Carmelo no aparece en el cuento de Alfredo Bioy Casares. Al menos, no aparece del modo en que uno esperaría. No hay calles de tierra ni barcos amarrados, no hay la luz amarilla del barrio del puerto, ni el eco de un almacén en el que suene un tango viejo.
Y, sin embargo, Carmelo está ahí. Como horizonte, como promesa, como la última orilla de los que huyen.
En «Plan para una fuga al Carmelo», un profesor universitario, Félix Hernández, descubre que lo van a «visitar». No es una visita cualquiera: en su mundo, en esa Argentina futura que dibuja Bioy con una naturalidad inquietante, los médicos no curan. Determinan quién puede seguir viviendo. Y a Hernández ya lo han puesto en la lista de los descartables.
Su única opción es cruzar a la otra Banda, llegar a Uruguay, ese país que, en la lógica del cuento, se ha convertido en un santuario de viejos inmortales. En Argentina, la medicina ha logrado erradicar las enfermedades y prolongar la juventud. Pero del otro lado del río, los uruguayos han ido más allá: han vencido a la muerte, pero no al envejecimiento. En Buenos Aires, la vejez es un crimen. En Carmelo, es una condena eterna.
Hernández se resiste a aceptar su destino. Quiere llevarse con él a Valeria, su joven estudiante, su compañera. Pero en las huidas siempre hay alguien que llega tarde. Mientras los motores de la lancha empiezan a alejarse del Tigre, una sirena rasga la noche. La fuga ya no puede esperar.
El cuento termina ahí, en ese rumbo incierto al Carmelo, en esa idea de un escape hacia un mundo que no sabemos si es mejor o simplemente otro infierno con distinta temperatura.
Carmelo como frontera imaginaria
¿Por qué Bioy eligió Carmelo y no otro punto del mapa?
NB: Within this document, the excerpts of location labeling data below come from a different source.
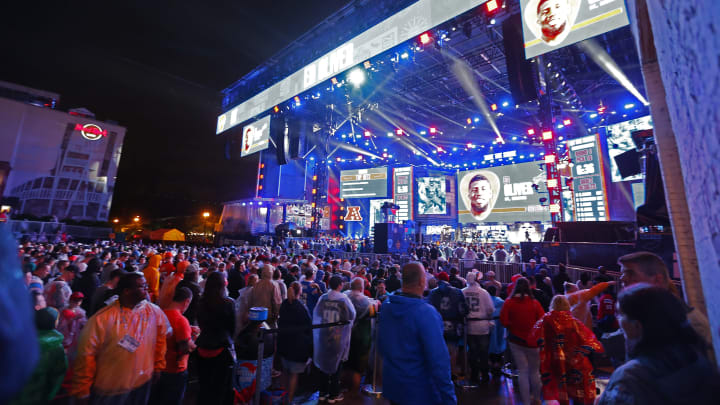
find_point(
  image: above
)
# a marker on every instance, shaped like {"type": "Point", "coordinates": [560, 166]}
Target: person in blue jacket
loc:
{"type": "Point", "coordinates": [416, 362]}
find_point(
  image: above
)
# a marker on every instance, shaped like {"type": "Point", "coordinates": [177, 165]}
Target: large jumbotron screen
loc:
{"type": "Point", "coordinates": [502, 194]}
{"type": "Point", "coordinates": [363, 183]}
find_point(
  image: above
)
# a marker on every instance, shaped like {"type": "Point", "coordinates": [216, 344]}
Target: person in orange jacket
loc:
{"type": "Point", "coordinates": [580, 300]}
{"type": "Point", "coordinates": [122, 348]}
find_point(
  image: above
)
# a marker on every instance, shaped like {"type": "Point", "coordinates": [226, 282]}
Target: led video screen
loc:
{"type": "Point", "coordinates": [553, 24]}
{"type": "Point", "coordinates": [503, 194]}
{"type": "Point", "coordinates": [619, 138]}
{"type": "Point", "coordinates": [363, 183]}
{"type": "Point", "coordinates": [256, 136]}
{"type": "Point", "coordinates": [432, 197]}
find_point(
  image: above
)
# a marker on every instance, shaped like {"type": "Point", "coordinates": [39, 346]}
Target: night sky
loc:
{"type": "Point", "coordinates": [157, 68]}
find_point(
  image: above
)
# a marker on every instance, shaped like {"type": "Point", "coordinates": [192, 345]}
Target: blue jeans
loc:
{"type": "Point", "coordinates": [169, 389]}
{"type": "Point", "coordinates": [478, 354]}
{"type": "Point", "coordinates": [527, 360]}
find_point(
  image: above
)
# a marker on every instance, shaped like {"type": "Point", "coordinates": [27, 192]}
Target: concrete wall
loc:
{"type": "Point", "coordinates": [687, 45]}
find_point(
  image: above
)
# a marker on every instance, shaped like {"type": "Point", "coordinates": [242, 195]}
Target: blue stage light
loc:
{"type": "Point", "coordinates": [356, 77]}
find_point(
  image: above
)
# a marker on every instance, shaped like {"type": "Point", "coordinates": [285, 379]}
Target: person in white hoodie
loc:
{"type": "Point", "coordinates": [481, 307]}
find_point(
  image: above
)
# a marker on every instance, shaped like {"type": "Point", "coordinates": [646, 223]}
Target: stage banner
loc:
{"type": "Point", "coordinates": [402, 193]}
{"type": "Point", "coordinates": [503, 194]}
{"type": "Point", "coordinates": [553, 24]}
{"type": "Point", "coordinates": [396, 29]}
{"type": "Point", "coordinates": [256, 136]}
{"type": "Point", "coordinates": [432, 199]}
{"type": "Point", "coordinates": [619, 138]}
{"type": "Point", "coordinates": [364, 183]}
{"type": "Point", "coordinates": [590, 195]}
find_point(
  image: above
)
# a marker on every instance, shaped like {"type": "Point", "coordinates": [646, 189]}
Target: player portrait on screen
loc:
{"type": "Point", "coordinates": [479, 191]}
{"type": "Point", "coordinates": [431, 196]}
{"type": "Point", "coordinates": [551, 20]}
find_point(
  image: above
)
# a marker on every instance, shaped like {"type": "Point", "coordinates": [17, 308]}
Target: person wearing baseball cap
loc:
{"type": "Point", "coordinates": [57, 292]}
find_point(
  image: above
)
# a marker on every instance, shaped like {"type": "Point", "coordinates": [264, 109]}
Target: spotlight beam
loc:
{"type": "Point", "coordinates": [458, 55]}
{"type": "Point", "coordinates": [606, 62]}
{"type": "Point", "coordinates": [424, 108]}
{"type": "Point", "coordinates": [464, 76]}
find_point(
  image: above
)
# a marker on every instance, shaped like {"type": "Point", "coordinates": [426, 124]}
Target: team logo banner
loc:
{"type": "Point", "coordinates": [353, 214]}
{"type": "Point", "coordinates": [256, 136]}
{"type": "Point", "coordinates": [553, 24]}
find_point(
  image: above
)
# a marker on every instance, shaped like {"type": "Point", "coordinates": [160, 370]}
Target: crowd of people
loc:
{"type": "Point", "coordinates": [122, 324]}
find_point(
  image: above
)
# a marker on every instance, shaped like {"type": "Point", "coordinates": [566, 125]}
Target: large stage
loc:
{"type": "Point", "coordinates": [449, 114]}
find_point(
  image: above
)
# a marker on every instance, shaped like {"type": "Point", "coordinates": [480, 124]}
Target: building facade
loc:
{"type": "Point", "coordinates": [56, 163]}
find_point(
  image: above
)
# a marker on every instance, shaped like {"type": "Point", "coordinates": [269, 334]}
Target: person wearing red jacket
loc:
{"type": "Point", "coordinates": [519, 314]}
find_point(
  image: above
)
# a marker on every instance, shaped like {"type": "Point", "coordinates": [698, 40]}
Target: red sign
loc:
{"type": "Point", "coordinates": [353, 214]}
{"type": "Point", "coordinates": [91, 132]}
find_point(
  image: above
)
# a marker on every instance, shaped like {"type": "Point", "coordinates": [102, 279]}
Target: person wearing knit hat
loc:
{"type": "Point", "coordinates": [450, 303]}
{"type": "Point", "coordinates": [57, 293]}
{"type": "Point", "coordinates": [71, 322]}
{"type": "Point", "coordinates": [49, 373]}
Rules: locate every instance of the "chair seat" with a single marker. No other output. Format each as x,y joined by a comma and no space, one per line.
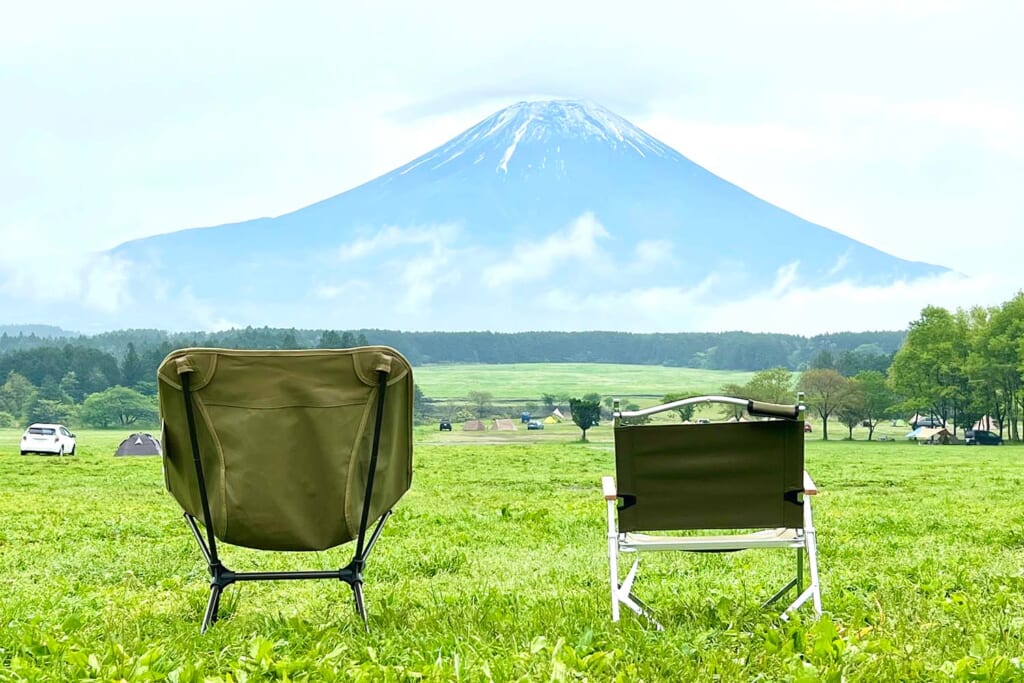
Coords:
774,538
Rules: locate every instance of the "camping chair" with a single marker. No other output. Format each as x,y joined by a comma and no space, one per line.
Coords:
293,451
744,476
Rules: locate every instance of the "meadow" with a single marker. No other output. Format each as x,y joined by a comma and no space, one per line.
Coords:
494,567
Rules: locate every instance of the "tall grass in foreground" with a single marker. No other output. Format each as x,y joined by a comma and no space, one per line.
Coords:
494,568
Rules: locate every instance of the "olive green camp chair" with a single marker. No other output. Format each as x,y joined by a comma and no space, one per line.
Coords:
294,451
743,476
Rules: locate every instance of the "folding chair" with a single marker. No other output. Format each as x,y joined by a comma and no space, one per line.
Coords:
293,451
744,476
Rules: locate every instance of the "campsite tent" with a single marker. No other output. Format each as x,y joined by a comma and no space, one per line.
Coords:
932,435
986,424
138,444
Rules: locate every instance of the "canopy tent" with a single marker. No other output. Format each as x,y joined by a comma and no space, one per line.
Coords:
139,444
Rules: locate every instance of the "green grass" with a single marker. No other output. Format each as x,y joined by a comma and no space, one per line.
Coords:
494,568
530,381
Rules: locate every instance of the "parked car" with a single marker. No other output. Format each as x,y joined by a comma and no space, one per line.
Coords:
981,437
54,439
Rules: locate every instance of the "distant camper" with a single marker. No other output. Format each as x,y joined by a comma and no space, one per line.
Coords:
139,444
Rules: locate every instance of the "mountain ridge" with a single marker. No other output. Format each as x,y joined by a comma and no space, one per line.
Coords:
540,200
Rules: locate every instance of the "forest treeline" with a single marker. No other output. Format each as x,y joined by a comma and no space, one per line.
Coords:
957,367
725,350
109,379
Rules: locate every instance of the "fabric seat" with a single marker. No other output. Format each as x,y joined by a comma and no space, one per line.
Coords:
286,450
678,482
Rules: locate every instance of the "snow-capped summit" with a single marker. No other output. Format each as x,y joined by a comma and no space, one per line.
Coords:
516,223
542,128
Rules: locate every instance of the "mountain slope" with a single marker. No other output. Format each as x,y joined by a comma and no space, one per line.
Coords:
519,222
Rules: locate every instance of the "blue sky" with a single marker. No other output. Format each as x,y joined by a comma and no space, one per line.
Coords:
900,124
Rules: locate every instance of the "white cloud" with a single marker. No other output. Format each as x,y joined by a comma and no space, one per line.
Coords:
785,307
423,275
577,243
840,263
651,252
392,237
36,270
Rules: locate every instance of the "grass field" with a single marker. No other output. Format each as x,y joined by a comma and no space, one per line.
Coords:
530,381
494,568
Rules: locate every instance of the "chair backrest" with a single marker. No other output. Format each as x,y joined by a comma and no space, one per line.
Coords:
285,439
710,476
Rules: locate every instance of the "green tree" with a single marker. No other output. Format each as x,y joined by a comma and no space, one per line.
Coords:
118,406
47,410
684,412
773,386
131,367
823,359
69,387
879,398
419,401
737,391
330,339
823,389
289,341
16,394
930,370
481,401
586,414
850,409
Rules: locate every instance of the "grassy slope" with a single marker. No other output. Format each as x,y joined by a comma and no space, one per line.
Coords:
494,567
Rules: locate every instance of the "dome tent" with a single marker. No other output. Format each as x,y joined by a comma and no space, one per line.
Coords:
138,444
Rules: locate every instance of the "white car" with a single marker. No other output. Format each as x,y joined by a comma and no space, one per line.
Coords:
55,439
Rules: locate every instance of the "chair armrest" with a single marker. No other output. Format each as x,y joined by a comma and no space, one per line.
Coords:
608,487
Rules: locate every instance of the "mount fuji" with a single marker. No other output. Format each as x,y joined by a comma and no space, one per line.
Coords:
547,215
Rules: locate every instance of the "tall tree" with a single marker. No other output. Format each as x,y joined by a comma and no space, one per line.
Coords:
330,339
930,370
823,390
879,398
119,406
131,367
773,386
586,414
850,408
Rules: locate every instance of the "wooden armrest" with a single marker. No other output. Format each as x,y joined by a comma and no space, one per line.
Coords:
608,487
809,487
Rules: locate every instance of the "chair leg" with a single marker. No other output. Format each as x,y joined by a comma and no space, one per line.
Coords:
360,607
812,561
623,593
813,591
212,607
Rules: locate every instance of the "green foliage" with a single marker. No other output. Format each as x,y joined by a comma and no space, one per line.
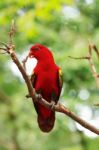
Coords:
48,22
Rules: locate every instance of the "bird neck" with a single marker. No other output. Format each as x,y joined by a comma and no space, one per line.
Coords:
46,63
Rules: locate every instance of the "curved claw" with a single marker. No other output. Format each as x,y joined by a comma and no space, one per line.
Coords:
4,45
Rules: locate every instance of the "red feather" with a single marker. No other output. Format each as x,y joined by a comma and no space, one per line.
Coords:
46,81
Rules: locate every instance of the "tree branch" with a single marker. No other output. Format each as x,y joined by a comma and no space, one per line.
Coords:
35,97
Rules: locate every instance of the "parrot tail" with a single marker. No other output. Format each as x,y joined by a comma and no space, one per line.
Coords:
46,124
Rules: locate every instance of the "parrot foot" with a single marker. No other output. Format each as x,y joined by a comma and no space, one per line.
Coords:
39,96
52,105
27,96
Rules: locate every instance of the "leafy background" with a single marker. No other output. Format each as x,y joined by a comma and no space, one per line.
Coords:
65,26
La lingüista uruguaya Lisa Block de Behar ha señalado un detalle inquietante: Bioy nunca menciona la palabra «Uruguay» en su cuento. Solo habla de «la otra Banda», un término que evoca la antigua Banda Oriental y que, en su sutileza, refuerza la sensación de un país visto desde lejos, convertido en un mito. Sin embargo, sí nombra a Carmelo, lo que lo convierte en el único punto geográfico real en la historia, un destino más concreto que el país entero.
Quizás porque los escritores argentinos, de algún modo, siempre han visto a Uruguay como una geografía alternativa, una dimensión paralela donde las reglas del tiempo y la historia operan con otras velocidades.
Borges hizo de Montevideo un refugio para compadritos y traidores. Onetti convirtió Santa María en la versión espectral de cualquier ciudad del litoral. Y Bioy, sin necesidad de describir una sola de sus calles, imaginó a Carmelo como un umbral entre la vida y la muerte.
Porque eso es lo que han hecho siempre los argentinos con Uruguay: proyectar en él sus angustias, sus nostalgias, sus posibilidades. Lo han convertido en la versión mejorada de su propio país, o en el espejo donde ven reflejado su peor miedo.
Carmelo, en el cuento, no es un lugar. Es una idea. Es el destino de los que ya no encajan, el refugio de los que sobran, la última parada antes del olvido.
Tal vez, por eso, en las escuelas y bibliotecas de este lado del río, deberíamos recuperar esa mención de Bioy. Dejar de pensar a Carmelo solo como un sitio de lanchas y bodegas, de turistas de fin de semana y veraneantes del Delta. Y entender que, alguna vez, fue el sueño de un hombre que ya no podía quedarse en Buenos Aires.
Que en un cuento olvidado, escrito por una de las mentes más brillantes de la literatura universal, Carmelo fue el nombre de la libertad.